The decline in remittances to the Caribbean this year and next year is expected to be around 8 percent, that amount will resonate heavily in a region where the impact of COVID-19 on the tourism industry is expected to create job losses numbering in the thousands on the mostly lower rungs of the sector’s employment ladder, and creating an increasing level of dependence on remittances from outside the region.
Some of the steepest drops in remittances over the aforementioned period are expected to occur in Europe and Central Asia (by 16 percent and 8 percent, respectively), followed by East Asia and the Pacific (11 percent and 4 percent), the Middle East and North Africa (8 percent and 8 percent), Sub-Saharan Africa (9 percent and 6 percent), South Asia (4 percent and 11 percent), and Latin America (0.2 percent).
The extent of the dependency of lower and middle income countries on remittances is reflected in the fact that that the US$548 billion remitted to those countries in 2019 was larger than the $534 billion in foreign direct investment (FDI) received by those countries. The gap between remittance flows and FDI is expected to widen further as FDI is expected to decline more sharply.
The Bank notes that the problem is likely to be exacerbated by the fact that this year, for the first time in recent history, the stock of international migrants is likely to decline on account of a slowing of new migration and an increase in return migration, the latter reportedly resulting from the lifting of national lockdowns which had left many migrant workers stranded in host countries. Rising unemployment in the face of tighter visa restrictions on migrants and refugees is likely to result in a further increase in return migration, the Bank says.
Meanwhile, the Bank contends that “beyond humanitarian considerations, there is a strong case to support migrants who work with host communities on the frontline in hospitals, labs, farms, and factories.” It also calls for the governments of “origin countries” to be more pro-active in finding ways of supporting returning migrants in resettling, finding jobs or opening businesses since surges in return migration are likely to prove burdensome for the communities to which migrants return as they must provide quarantine facilities in the immediate term and support housing, jobs, and reintegration efforts in the medium term.
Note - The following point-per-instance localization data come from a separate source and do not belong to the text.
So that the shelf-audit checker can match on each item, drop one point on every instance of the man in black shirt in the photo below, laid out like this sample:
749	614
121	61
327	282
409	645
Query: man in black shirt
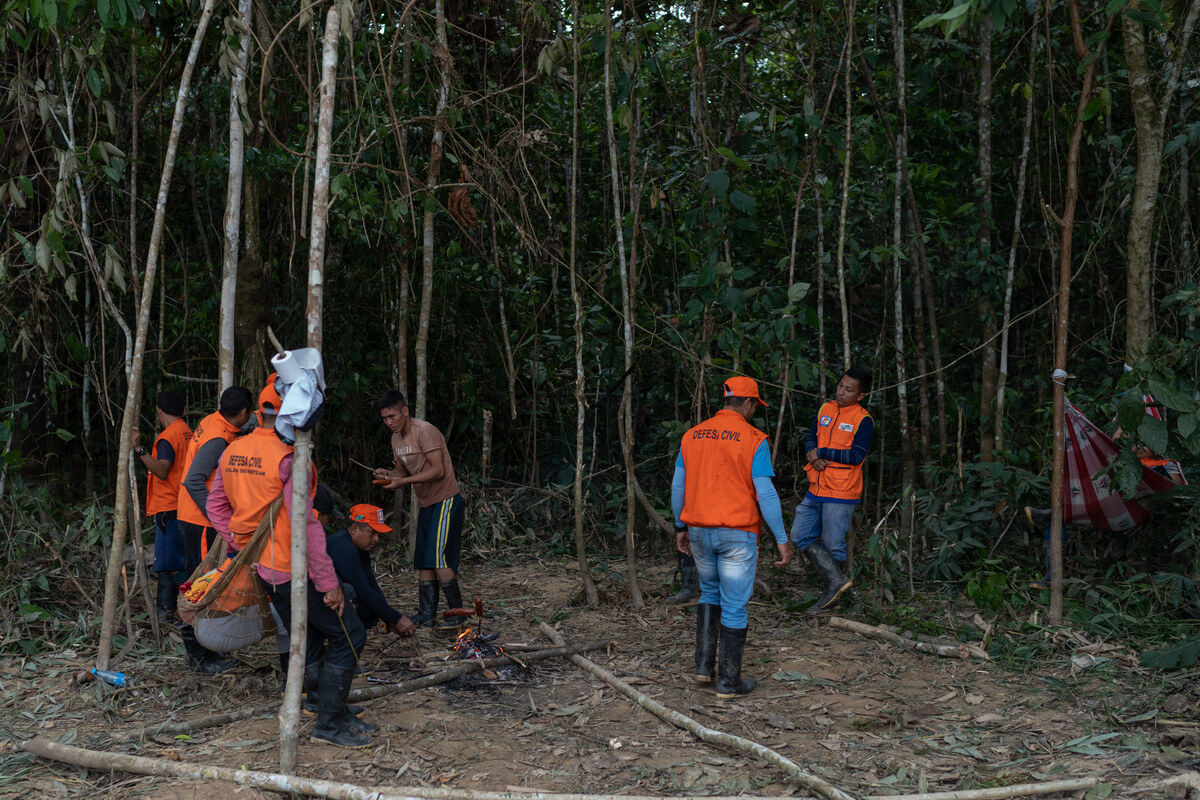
351	552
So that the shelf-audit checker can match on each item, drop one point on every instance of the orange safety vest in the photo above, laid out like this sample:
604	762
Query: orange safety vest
250	470
718	455
835	429
214	426
163	494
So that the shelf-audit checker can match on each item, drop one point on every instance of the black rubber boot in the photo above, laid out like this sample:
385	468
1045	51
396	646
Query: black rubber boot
331	727
1038	517
168	597
454	600
354	723
311	684
429	603
689	582
708	626
1043	583
730	681
835	583
201	659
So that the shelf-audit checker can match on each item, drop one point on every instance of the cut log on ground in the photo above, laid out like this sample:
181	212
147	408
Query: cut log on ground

Remittance flows, the World Bank says, could also be further affected by increasing hurdles faced by banks involved in remittance transactions but which are becoming increasingly mindful of becoming enmeshed in controversies arising out of non-compliance with anti-money laundering (AML) and combating terrorism financing (CFT) standards.
Remittance flows into Latin America and the Caribbean are expected to be about $96 billion in 2020, a decline of 0.2 percent over the previous year. Remittances to Colombia, El Salvador, and the Dominican Republic registered positive year-on-year growth between the months of June and September after falling sharply in April and May. Flows to the region’s top recipient, Mexico, held up in part because migrants were employed in essential services in the United States and eligible migrants also benefitted from U.S. stimulus programmes. Remittance costs: The average cost of sending $200 to the region rose slightly to 5.8 percent in the third quarter. In many smaller remittance corridors, costs continue to be high. For example, the cost of sending money to Haiti and the Dominican Republic exceeds 8 percent.